What if -- for example -- you could easily donate your information sets to research or a university? Get a nice tax credit, and clear legal protection that no one could come after you years down the road? There'd be a heck of a lot more information sharing, more rich data sets available -- more "digital crude oil" for powering the next wave of economic growth and social good.
It's not such a wild idea -- plenty of individuals decide to "donate" their personal health care records for the greater good. Although they don't get a tax credit for doing so -- today!!
Protecting The Rights Of Others
Any time there's a good to be exploited -- whether physical or digital -- there are externalities to be considered. Fracking for energy in the US can impinge on drinking water quality, for example. Your right to smoke infringes on my right to breathe. Your right to own a gun can impinge on my perceptions of personal safety. And so on.
The familiar knee-jerk reaction is to go to the source -- make the good in question highly regulated and difficult to obtain. The result are inevitably increasingly strong laws against gathering data, using data, and -- gasp! -- sharing data.
But, once again, we're not dealing with a physical entity, we're dealing with a digital one. Unlimited amount of data is becoming ridiculously easy to gather from anywhere and everywhere.
BTW, anonymization of data sets is mostly a thin fig leaf at best, based on what I've seen. Data science is largely about re-correlating what you tried to hide through anonymization.
Using legislation to make certain forms of data increasingly difficult to capture and share strikes me as societally counter-productive, sort of like making computers and the internet hard to access and use.
Yes, it's true that in some parts of the world you need a governmental approval to use computers and the internet in an unrestricted manner, but that shouldn't be held up as the ideal model, should it?
Instead, we should be looking at the other end of the spectrum: increased regulation and policy that's aimed at protecting our collective rights in this new digital world: privacy, confidentiality, use for purpose, etc. Focus on the intent, not the ingredients.

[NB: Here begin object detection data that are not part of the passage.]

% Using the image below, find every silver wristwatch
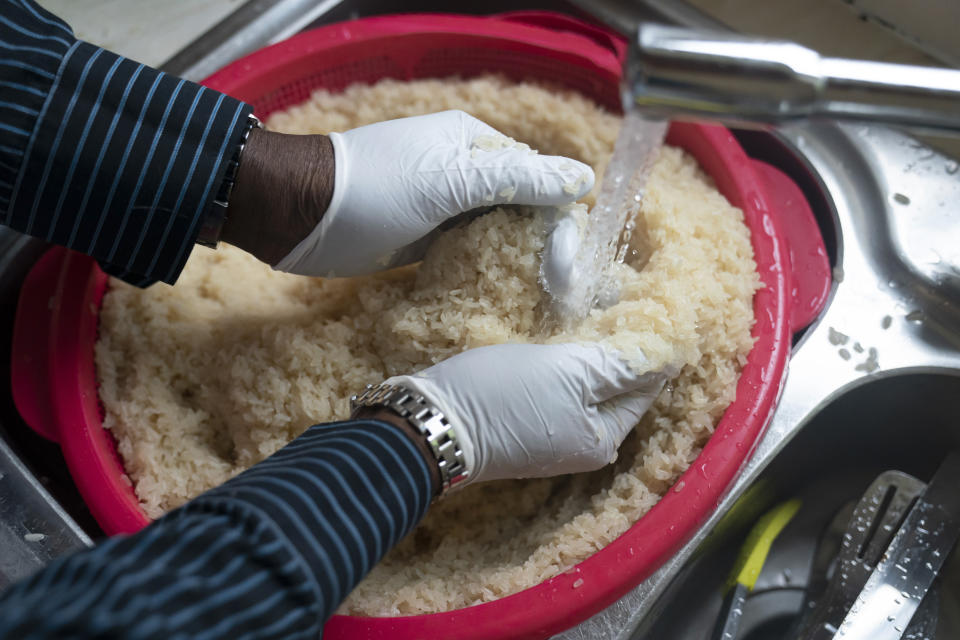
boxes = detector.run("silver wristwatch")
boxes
[350,383,470,495]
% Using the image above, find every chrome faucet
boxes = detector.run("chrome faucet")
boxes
[624,23,960,135]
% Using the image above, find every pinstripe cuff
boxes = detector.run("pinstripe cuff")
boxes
[190,420,432,615]
[10,42,252,286]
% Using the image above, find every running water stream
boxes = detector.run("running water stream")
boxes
[545,110,667,328]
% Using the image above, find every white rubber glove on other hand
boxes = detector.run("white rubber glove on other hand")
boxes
[387,344,665,483]
[274,111,594,277]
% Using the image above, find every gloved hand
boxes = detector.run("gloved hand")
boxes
[387,344,666,483]
[274,111,594,277]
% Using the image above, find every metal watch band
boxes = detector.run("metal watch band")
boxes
[197,113,263,249]
[350,383,470,495]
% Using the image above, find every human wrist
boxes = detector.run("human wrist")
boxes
[222,129,335,265]
[353,407,441,496]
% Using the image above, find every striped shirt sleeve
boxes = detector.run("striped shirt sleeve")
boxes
[0,420,432,640]
[0,0,252,286]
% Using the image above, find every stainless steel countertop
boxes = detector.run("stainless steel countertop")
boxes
[0,2,960,639]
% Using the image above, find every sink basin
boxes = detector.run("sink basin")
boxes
[634,374,960,640]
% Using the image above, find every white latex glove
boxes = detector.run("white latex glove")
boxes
[274,111,594,277]
[387,344,665,483]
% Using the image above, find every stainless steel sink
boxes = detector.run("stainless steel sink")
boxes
[0,0,960,640]
[634,373,960,640]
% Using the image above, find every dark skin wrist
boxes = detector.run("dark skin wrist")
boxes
[353,407,440,496]
[221,129,335,265]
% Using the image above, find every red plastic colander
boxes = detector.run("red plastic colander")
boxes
[12,12,830,640]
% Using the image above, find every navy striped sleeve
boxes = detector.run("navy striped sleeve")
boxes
[0,420,432,640]
[0,0,252,286]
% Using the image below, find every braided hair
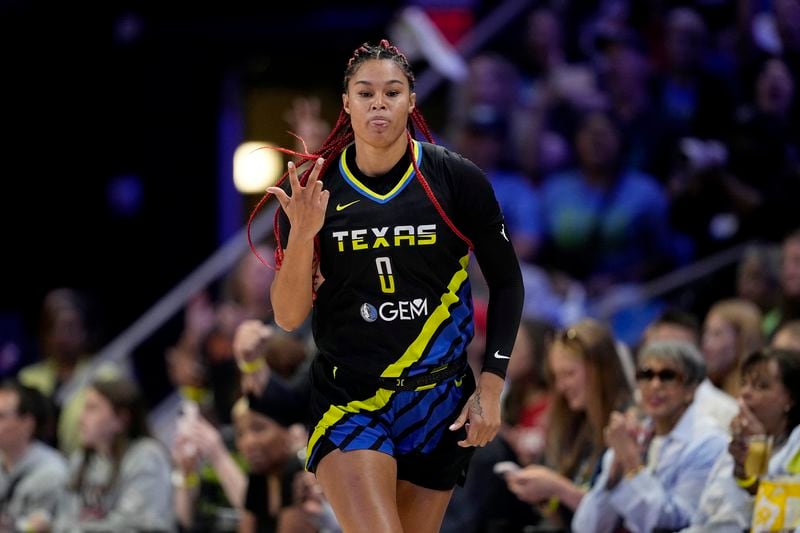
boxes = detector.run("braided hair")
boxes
[247,39,472,278]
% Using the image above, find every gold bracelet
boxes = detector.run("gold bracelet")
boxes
[236,357,267,374]
[735,476,758,489]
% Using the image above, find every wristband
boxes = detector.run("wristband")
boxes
[735,476,758,489]
[236,357,266,374]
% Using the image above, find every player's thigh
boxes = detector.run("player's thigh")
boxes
[397,480,453,533]
[316,449,403,533]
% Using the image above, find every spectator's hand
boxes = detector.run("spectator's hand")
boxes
[731,398,767,437]
[170,431,200,475]
[233,319,275,396]
[267,157,330,243]
[283,98,331,154]
[186,416,227,459]
[728,398,766,478]
[167,346,205,387]
[505,465,563,504]
[603,411,643,472]
[450,372,504,448]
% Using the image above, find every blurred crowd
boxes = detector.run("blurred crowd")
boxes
[0,0,800,533]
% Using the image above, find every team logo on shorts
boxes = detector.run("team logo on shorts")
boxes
[361,304,378,322]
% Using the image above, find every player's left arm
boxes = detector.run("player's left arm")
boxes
[444,149,525,446]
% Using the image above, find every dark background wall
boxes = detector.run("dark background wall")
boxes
[0,1,404,394]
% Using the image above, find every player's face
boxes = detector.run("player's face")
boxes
[342,59,416,148]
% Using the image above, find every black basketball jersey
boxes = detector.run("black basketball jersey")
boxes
[281,141,502,377]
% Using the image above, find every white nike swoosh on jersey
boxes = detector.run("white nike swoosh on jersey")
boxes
[336,200,361,211]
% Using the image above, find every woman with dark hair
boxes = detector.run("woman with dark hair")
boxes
[53,378,176,532]
[685,347,800,532]
[240,40,523,532]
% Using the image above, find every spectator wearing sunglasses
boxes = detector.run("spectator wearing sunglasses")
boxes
[572,341,727,532]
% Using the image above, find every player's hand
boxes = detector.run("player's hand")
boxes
[450,372,503,448]
[267,157,330,240]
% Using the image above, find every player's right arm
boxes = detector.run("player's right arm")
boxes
[267,158,330,331]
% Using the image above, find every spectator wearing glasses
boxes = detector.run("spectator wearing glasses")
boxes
[572,341,727,532]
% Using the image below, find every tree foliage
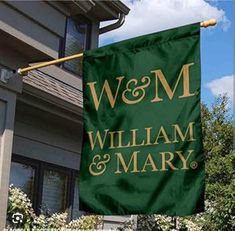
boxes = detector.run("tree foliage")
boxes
[133,96,235,231]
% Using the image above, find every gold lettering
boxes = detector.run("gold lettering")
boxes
[176,150,193,169]
[87,129,109,150]
[172,122,195,143]
[115,151,139,174]
[87,76,124,111]
[145,127,152,145]
[160,152,177,171]
[131,129,144,147]
[117,130,130,148]
[154,126,171,144]
[141,153,157,172]
[151,63,196,102]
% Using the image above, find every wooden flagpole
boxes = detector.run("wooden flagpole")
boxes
[17,19,217,75]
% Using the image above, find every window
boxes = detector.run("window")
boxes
[72,176,85,219]
[42,170,68,213]
[10,155,84,219]
[61,16,90,76]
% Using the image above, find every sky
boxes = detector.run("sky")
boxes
[100,0,235,106]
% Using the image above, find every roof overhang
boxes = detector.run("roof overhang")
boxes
[64,0,130,21]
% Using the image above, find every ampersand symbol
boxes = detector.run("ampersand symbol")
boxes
[89,154,110,176]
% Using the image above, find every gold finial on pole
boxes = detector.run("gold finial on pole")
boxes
[200,18,217,27]
[17,19,217,75]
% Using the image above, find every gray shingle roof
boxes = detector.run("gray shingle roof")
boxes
[23,71,83,107]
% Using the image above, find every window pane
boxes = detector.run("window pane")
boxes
[10,162,35,200]
[42,170,68,213]
[72,177,85,219]
[64,19,88,75]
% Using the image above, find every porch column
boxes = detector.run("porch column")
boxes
[0,71,22,230]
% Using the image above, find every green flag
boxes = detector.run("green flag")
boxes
[80,23,204,216]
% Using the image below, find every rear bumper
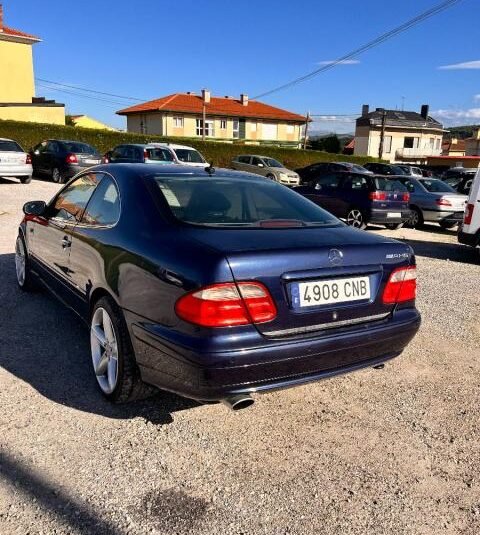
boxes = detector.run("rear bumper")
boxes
[131,308,420,401]
[368,208,411,225]
[0,164,33,176]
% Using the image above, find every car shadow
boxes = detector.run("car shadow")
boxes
[0,254,199,425]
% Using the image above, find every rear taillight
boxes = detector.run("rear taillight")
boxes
[463,204,475,225]
[435,197,452,206]
[175,282,277,327]
[368,191,387,201]
[382,266,417,305]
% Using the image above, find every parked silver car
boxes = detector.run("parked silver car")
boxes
[232,154,300,186]
[396,176,467,229]
[0,138,33,184]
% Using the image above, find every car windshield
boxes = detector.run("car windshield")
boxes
[173,149,206,163]
[375,177,408,191]
[0,139,23,152]
[419,178,457,193]
[153,175,341,228]
[263,158,283,167]
[63,142,97,154]
[146,148,173,162]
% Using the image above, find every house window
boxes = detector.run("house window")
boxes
[173,117,183,128]
[232,119,240,139]
[403,137,419,149]
[383,136,392,154]
[197,119,215,137]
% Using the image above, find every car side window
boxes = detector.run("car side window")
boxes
[81,175,120,226]
[47,173,103,223]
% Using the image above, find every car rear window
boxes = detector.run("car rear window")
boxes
[154,175,341,228]
[173,149,206,163]
[146,148,173,162]
[63,142,97,154]
[374,177,408,191]
[0,139,24,152]
[419,178,457,193]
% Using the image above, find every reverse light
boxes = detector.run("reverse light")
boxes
[463,203,475,225]
[382,266,417,305]
[175,282,277,327]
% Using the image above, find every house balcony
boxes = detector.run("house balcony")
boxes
[395,147,442,160]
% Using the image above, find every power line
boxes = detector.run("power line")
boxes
[35,78,148,102]
[252,0,462,99]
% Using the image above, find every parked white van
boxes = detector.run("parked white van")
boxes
[458,167,480,255]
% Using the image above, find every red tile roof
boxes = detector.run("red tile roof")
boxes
[117,93,306,123]
[0,26,41,41]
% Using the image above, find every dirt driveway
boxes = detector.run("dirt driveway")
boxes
[0,180,480,535]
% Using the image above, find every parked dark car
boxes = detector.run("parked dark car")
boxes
[30,139,102,183]
[441,167,477,195]
[296,162,371,183]
[363,162,410,176]
[294,172,410,230]
[15,164,420,409]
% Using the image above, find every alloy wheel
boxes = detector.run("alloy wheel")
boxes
[90,307,118,394]
[347,208,364,228]
[15,236,27,286]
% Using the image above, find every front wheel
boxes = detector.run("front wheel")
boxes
[385,223,403,230]
[347,208,367,230]
[90,297,155,403]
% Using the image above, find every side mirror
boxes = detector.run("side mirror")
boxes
[23,201,47,215]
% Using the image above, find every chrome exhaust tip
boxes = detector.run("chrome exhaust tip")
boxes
[222,394,254,411]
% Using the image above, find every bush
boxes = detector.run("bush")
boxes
[0,120,377,169]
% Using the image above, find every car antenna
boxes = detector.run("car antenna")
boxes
[205,162,215,176]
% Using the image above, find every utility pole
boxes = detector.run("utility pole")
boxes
[378,110,387,160]
[303,111,310,150]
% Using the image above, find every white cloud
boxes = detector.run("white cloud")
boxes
[318,59,360,65]
[438,59,480,71]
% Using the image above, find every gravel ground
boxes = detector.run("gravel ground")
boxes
[0,180,480,535]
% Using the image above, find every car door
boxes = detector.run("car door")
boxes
[27,173,101,303]
[70,173,120,318]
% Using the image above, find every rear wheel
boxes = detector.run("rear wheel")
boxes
[385,223,403,230]
[90,297,156,403]
[347,208,367,229]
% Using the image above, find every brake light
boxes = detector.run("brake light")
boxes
[382,266,417,305]
[175,282,277,327]
[463,204,475,225]
[435,197,452,206]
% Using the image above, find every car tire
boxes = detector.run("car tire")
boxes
[346,207,367,230]
[439,221,457,230]
[15,234,36,292]
[385,223,403,230]
[407,206,424,228]
[52,167,65,184]
[90,297,157,403]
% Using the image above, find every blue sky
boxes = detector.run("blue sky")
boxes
[4,0,480,133]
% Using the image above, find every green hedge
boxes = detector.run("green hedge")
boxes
[0,120,376,169]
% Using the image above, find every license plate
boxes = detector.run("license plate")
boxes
[291,277,370,308]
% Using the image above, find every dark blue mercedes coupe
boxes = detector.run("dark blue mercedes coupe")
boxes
[15,164,420,410]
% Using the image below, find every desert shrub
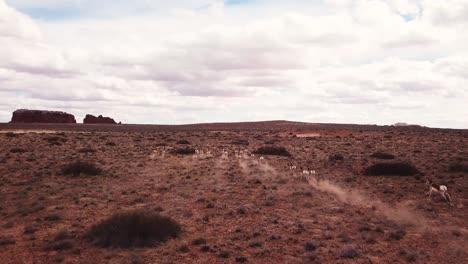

Extending our existing, physical-world legal framework in this direction won't be quick, or easy -- but it will need to be done before long.
Open Data: From Public Good To Social Good?
Economics defines a public good as one that's non-exclusionary and non-rivalous. Non-exclusionary is simple: if I'm using something, it's going to be pretty hard to exclude you from doing the same. Examples include transportation infrastructure, street lights, national defense, and the like. Non-rivalous means that if you use the good, it doesn't really affect my use of it.
As a public good, wide access to available data sets are debatable as to whether they're truly should be seen as public good.
But when the focus shifts to social goods -- things that make for a better society -- the view changes considerably. Consider the investment our governments make in education, research, transparent markets, clean air and water, safe streets, etc. -- the compelling case for more progressive open data policies begin to be much more clear.
Every nation has physical assets: resources, geography, etc. And we're all familiar with policies to maximize the value of those assets, and avoid the externalities.
Every nation also has people assets: education, the free exchange of ideas, intellectual property and the like. We're all familiar with the policies that attempt to maximize the value of those assets, and avoid the negative aspects.
We now must add a third category: information assets.
What new policies will maximize the value of those assets, and avoid the negative aspects?